Although it is preventable and curable, malaria remains a major public health problem in Liberia, taking its greatest toll on young children and pregnant women. Malaria is the leading cause of attendance at out patient departments (38%) and is also the number one cause of in- patient deaths. Hospital records surest that al least 43% op in-patient deaths are attributable to malaria (NMCP 2006) This health problem was exacerbated by 15 years of civil conflict that resulted in large population displacements as well as damage to health systems.
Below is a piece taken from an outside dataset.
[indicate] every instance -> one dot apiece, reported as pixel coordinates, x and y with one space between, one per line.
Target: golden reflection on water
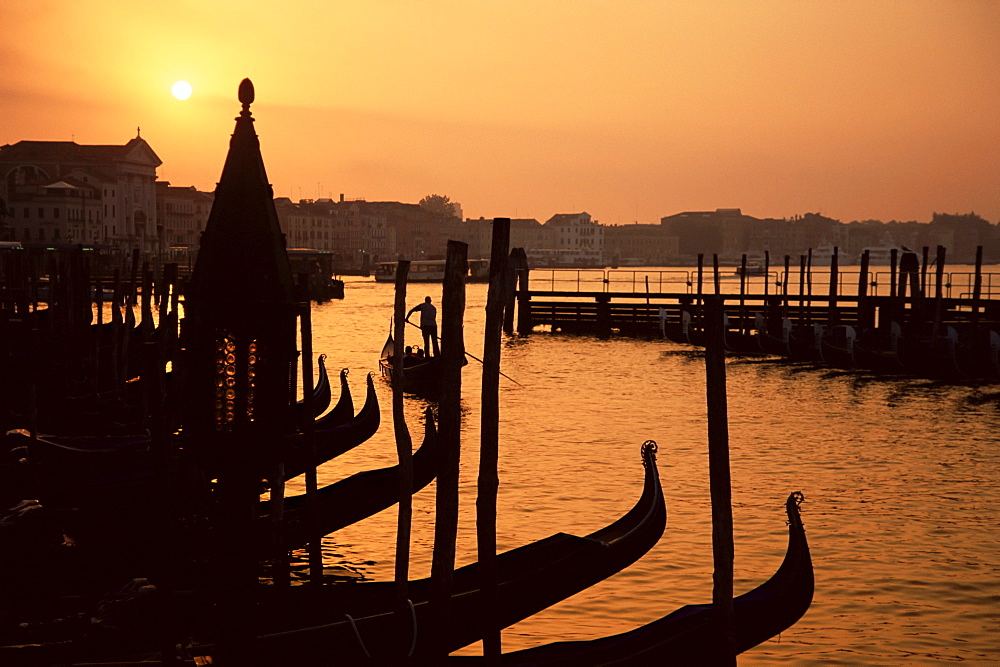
900 479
In an effort to reduce the malaria burden in Liberia, the ministry of Health and Social Welfare (MOHSW) introduced a policy and strategic plan for malaria control and prevention. This plan is in line with the Abuja Declaration which the Government of Liberia signed in April 2000. The measures laid out in the National strategic plan are attempts to fulfill WHO’s roll back malaria objective of reducing malaria morbidity by 50 % by the year 2010. As part of this plan the MOGSW has endorsed the use of more effective drugs for treatment in Liberia – Artesunate plus Amodiaguine (ACT) – as well as preventive measures such as intermittent preventive treatment (IPT) for pregnant women and the use of insecticide –treated nets.


Why Manneka children club ministry is distributing mosquito nets under poor families in Monrovia and Bomi County?

The 2009 survey by the National Malaria Control reported that 53% of the households in Liberia have no mosquito net. (treated or untreated) and that still malaria accounts for more than 70% of infant mortality deaths. Wealth seems to influence household ownership of mosquito nets. The wealthiest households are almost twice as likely to own a mosquito net as those in the poorest wealth quintile. During our weekly children club activities the Manneka children club teachers often get in contact with children who have high fever and malaria symptoms. As many children coming from very poor families living from less than 1 USD a day ,their parents can not afford to buy a PERMANET, long lasting insectide treated net (LLINs) for the cost price of 10 USD


What is Malaria?

Malaria is caused by a parasite called plasmodium which is carried by a type of night-biting mosquito present in most tropical and subtropical areas below 2000 meter. When an infected female mosquito bites you, malarial parasites are injected into your bloodstream and get carried to your liver, where they multiply. During this phase you don’t get any symptoms. Symptoms appear when the malarial parasites enter your bloodstream again, which occurs after a variable length of time depending on the type of malaria (usually about one to three weeks). The malarial parasites enter and multiply in red blood cells, eventually destroying them. This can have effects on many organs in your body including your guts (causing vomiting and diarrhea) kidneys and brain. If not treated, malaria can quickly become life-threatening by disrupting the blood supply to vital organs. If drugs are not available for treatment or if the parasites are resistant to them, the infection can lead to coma, severe life-threatening anemia, and death by infecting and destroying red blood cells and by clogging the capillaries that carry blood to the brain (cerebral malaria) or other vital organs.


One of the Key interventions to control malaria is the use of a long lasting insectide treated net (LLINs)

LLINs are an effective means of malaria prevention in stable contexts, where their regular use has been shown to reduce malaria illness by up to 50% in children under 5. LLINs work by killing or repelling nighttime biting mosquitoes that transmit malaria.  The nets are impregnated by insecticides that have been approved by the World Health Organization Pesticide Evaluation Scheme (WHOPES). These LLINs have been shown to last through 20 washes and depending on the living conditions last somewhere in the region of three years before replacement is required.